Andrew O’Connor warned Ginny that storms were brewing. See, she had swirled the church into turmoil by fostering Blue’s case against them. Would the church accept the implications or would they strike back? Andrew’s legal experience in these matters hinted, “Look out!”
One day returning from a workout she found tabloids mirroring her old life back at her. Ginny, on a National Enquirer?! Back at her house, she read over the details of a storm. What’s up with the news-anchor and the 14-year-old? Legit or salacious?
That storm swirled all the way to sister-Becky in California and Blue was the eyewitness to ensuing sisterly sparks. Pushed over the edge he quietly fled. Not having let on Ginny found lumps under Blue’s covers the next morning to be pillows, not an oversleeping teenager. Chapter 18 blows the covers off a lot of other mysteries, but most poignant was Blue’s flight. Charlene had long ago foretold this.
Why does Blue do this? Can he not just embrace all that Ginny has done for him? Shouldn’t he just jump into that goodness and let it be? Thing is we know Ginny’s motives, and all that Blue has done for her, but Blue does not. At least not yet. Another part of this is the milieu in which Blue came to where he is. Abandonment marked that. He usual was to have responsible people pushed him right out of their lives. Taking a lesson from that lifebook, his footprints plodded right out and away from Ginny and Andrew. He could not tolerate the connection between love and pain and so opted out.
The same thing which had intertwined this triplet made Andrew and Ginny come together for a Blue-hunt. While scouring the city for Blue, Andrew opened up to Ginny about his background pointing out that her efforts to restore Blue had been helping to heal some of Andrew’s old wounds. Someday the consistency of Ginny will be a voice in Blue’s head louder than Ted’s. That was very important.
Maturity: a diamond with several faces
Life has many facets which lead to maturity. Ginny, Andrew, and Blue are all facing different pieces of that diamond. Blue must grant that other’s are willing to suffer on his behalf. What Blue has not known was that his presence in Ginny’s life had healed her as well. It was not all one-sided. Eventually, he came to know that.
Before I close this entry out, I want to write a thing about the rawness of language scattered about the chapter’s rough edges. The 18th chapter is king of the bad words, and for some, this will boil briskly casting a stern glance over the book. For others, the language will register as nothing more than part and parcel of the passions that exploded in this chapter.
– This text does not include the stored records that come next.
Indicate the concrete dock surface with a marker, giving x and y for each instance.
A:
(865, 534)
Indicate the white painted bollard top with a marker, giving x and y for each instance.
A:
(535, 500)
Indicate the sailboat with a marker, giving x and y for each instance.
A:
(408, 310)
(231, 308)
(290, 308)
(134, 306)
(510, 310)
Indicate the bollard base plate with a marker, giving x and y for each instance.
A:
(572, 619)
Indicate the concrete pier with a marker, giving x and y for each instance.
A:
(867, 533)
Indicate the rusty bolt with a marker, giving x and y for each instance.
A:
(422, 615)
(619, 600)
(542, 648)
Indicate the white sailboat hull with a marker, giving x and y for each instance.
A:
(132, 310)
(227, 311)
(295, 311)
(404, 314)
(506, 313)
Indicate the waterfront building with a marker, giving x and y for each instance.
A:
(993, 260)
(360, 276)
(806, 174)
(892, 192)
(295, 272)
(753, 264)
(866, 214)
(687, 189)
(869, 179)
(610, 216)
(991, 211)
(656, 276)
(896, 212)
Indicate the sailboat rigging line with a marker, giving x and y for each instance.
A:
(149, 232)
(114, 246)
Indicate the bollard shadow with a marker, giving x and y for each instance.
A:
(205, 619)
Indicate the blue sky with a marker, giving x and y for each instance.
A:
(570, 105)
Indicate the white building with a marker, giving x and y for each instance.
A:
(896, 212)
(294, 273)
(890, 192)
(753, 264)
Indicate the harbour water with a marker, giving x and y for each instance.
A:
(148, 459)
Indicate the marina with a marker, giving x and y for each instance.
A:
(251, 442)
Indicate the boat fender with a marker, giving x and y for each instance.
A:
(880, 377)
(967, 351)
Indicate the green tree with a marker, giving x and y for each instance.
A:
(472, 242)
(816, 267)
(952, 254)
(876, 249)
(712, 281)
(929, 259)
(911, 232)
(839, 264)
Do I stand with those who boil or those who say, “It’s real!”? One part of me wants to yell, “Those words aren’t needed!” Another less loud albeit still bold part of me says, “Look past it!”
Having just completed Steinbeck’s Grapes of Wrath a scene comes to mind when I think language makes Blue burnable. That scene is the judgmental, Christian bunch at the Weedpatch dance which sitting but running their scowls like flags up a pole. Now I want to tread carefully lest I, too, be a scowler. Probably some “agree-to-disagree” should be spread over chapters that spray a bunch of unpleasant words into an unpleasant situation.